According to Vox’s Max Fisher, French celebrity intellectual Bernard-Henri Levy is a bigot who has an intellectual kinship with violent criminals. This columnist is not BHL’s most ardent admirer, but we’d nonetheless like to defend him against Fisher’s calumny.
Fisher doesn’t mention Levy by name, but his is a broad indictment that certainly includes the Frenchman in its sweep. Fisher’s headline: “Stop Asking Muslims to Condemn Terrorism. It’s Bigoted and Islamophobic.” In today’s Wall Street Journal, Levy does just that:
Those whose faith is Islam must proclaim very loudly, very often and in great numbers their rejection of this corrupt and abject form of theocratic passion. Too often have we heard that France’s Muslims should be summoned to explain themselves. They don’t need to explain themselves, but they should feel called to express their tangible brotherhood with their massacred fellow citizens. In so doing, they would put to rest once and for all the lie of a spiritual commonality between their faith as they know it and that of the murderers.
They have the responsibility – the opportunity – before history and their own conscience to echo the “Not in our name!” with which Britain’s Muslims dissociated themselves last year from the Islamic State killers of journalist James Foley. But they also have the even more urgent duty to define their identity as sons and daughters of an Islam of tolerance and peace.
Here is Fisher’s objection:
This expectation we place on Muslims, to be absolutely clear, is Islamophobic and bigoted. The denunciation is a form of apology: an apology for Islam and for Muslims. The implication is that every Muslim is under suspicion of being sympathetic to terrorism unless he or she explicitly says otherwise. The implication is also that any crime committed by a Muslim is the responsibility of all Muslims simply by virtue of their shared religion.
This sort of thinking – blaming an entire group for the actions of a few individuals, assuming the worst about a person just because of their [sic] identity – is the very definition of bigotry. It is also, by the way, the very same logic that leads French non-Muslims, outraged by the Charlie Hebdo murders, to attack French mosques in hateful and misguided retaliation.

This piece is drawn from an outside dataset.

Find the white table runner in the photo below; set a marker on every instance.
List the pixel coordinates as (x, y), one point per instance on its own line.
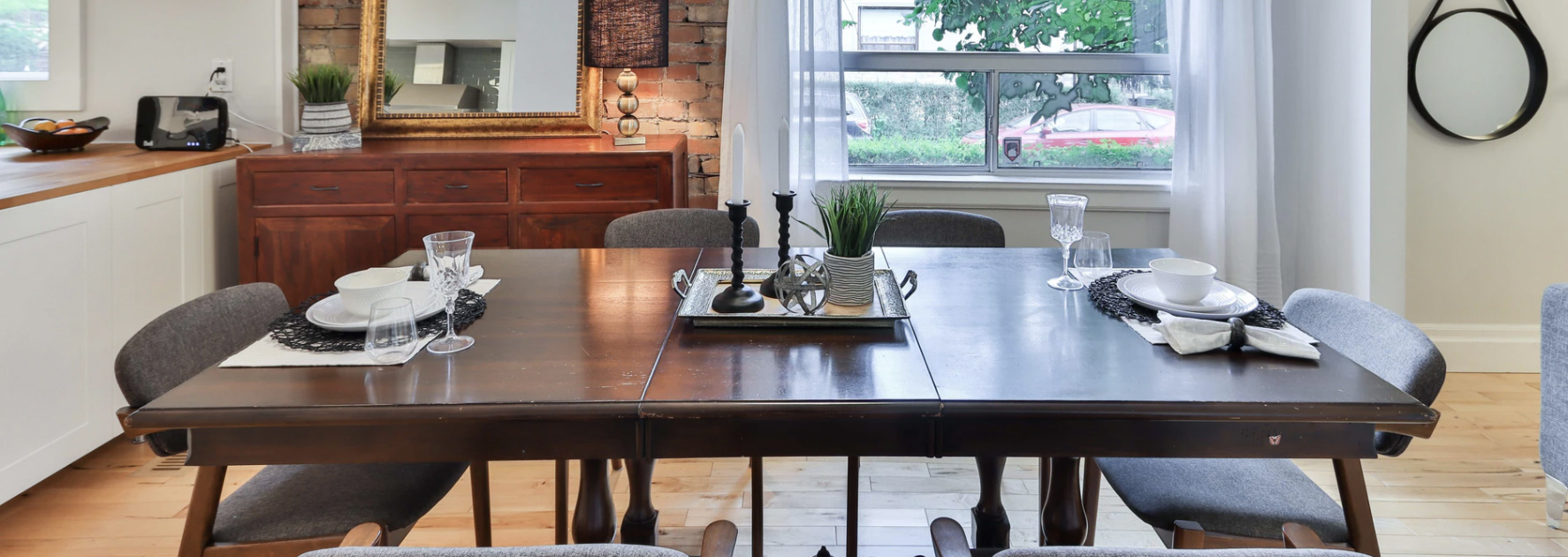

We’d agree that attacks on mosques are hateful and misguided. Apart from that, every word of the quoted passage is wrong.
Let’s begin by noting a curious contrast between Fisher and his boss, Ezra Klein, who in a piece responding to the Paris massacre urged a know-nothing approach to the attackers’ ideological motivations. The murders, he wrote, “can only be explained by the madness of the perpetrators, who did something horrible and evil that almost no human beings anywhere ever do, and the condemnation doesn’t need to be any more complex than saying unprovoked mass slaughter is wrong.”
How can one square Klein’s claim that there is no explanation save “madness” for the murders in Paris with Fisher’s that attacks on mosques – which are also horrible and evil, if lesser in degree – are the product of an inexorable “logic”? Fairly easily: by noting that both claims serve the same underlying argument, namely a denial that Islam is in any way implicated in the atrocities Muslims commit in its name. It’s like John Cleese in “Fawlty Towers,” albeit without the wit and humor: “Don’t mention Islam!”
We’re fairly certain neither Fisher nor Klein is Muslim, so that one can’t put this down to defensiveness over their own religious identity. But we’d venture that there is some tribal signaling going on here. The Voxen are asserting their antipathy toward the class of Americans and other Westerners – be they Christian, Jewish or neither of the above – who do not share their politically correct worldview.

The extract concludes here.